The climbing spot of Triponzo is again accessible, after the earthquake disasters of some years ago in Valnerina.
Some approaches changed, and, in addition, Giuseppe "Pepito" Picone established here a new interesting climbing area, suited to the medium/high and high level.
The Pepito Wall is located on the wall opposite the historical area La Poderosa, on the same side of the Balza Tagliata (a half gallery carved in pre-roman times for the transportation of goods). Such nice wall, high, well visible and of excellent limestone has so far not been equipped for the enormous difficulties in accessing.
In fact, before starting to set the routes, Pepito had to do huge work to secure the space at the bottom of the routes and the approach (that is not at all easy).
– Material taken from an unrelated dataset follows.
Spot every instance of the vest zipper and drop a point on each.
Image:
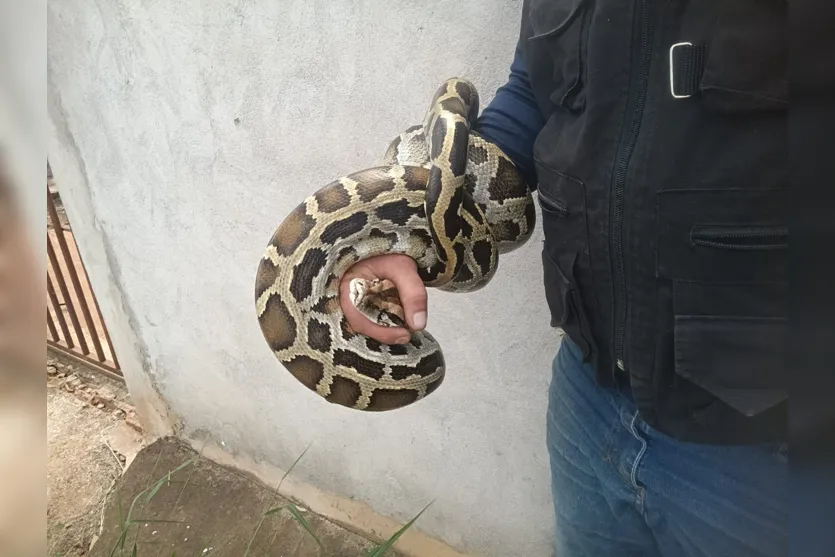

In short, he established an exposed Via Ferrata that first traverses along a precipice on the Corno river, then crosses the Balza Tagliata and finally arrives at the rock wall.
The rock wall is mainly vertical, or slightly inclined or slightly overhanging. There are some little overhangs too, and some corners and cracks.
The routes are quite long, and some of them reach almost 40 meters.
The rock is an excellent limestone, offering many shaped holds and good friction climbing.
The climbing style is technical and satisfying.
Maurizio Tufoni has updated the guide of ClimbAdvisor adding this new climbing area, and modifying the descriptions and the GPS coordinates of the approaches of the other areas, that changed after the crashes caused by the earthquake of some years ago.
While we were here, we took again all the GPS coordinates (even the ones that havenìt been changed), using better technology.
And finally, a warning for all our users: the smartphone GPS rarely works properly in the canyons. The rock walls are too close, hide most of the sky and cause many reflections. Thus I would advise our users to look at the ClimbAdvisor maps (that are accurate) and, once into the canyons, find their way looking at the rock wall (it's not difficult to do in the small canyons). Last, but not least, I would advise our user to read always the accuracy of the positions provided by any electronic equipment (and also by the ClimbAdvisor guide). And, if you are in a gorge, trust more your eyes than your electronic device, because reflections can make your device measure accuracy of 5 meters, whereas it could be 20-30 meters and more.
This applies only to gorges and thick woods, obviously, not to open spaces.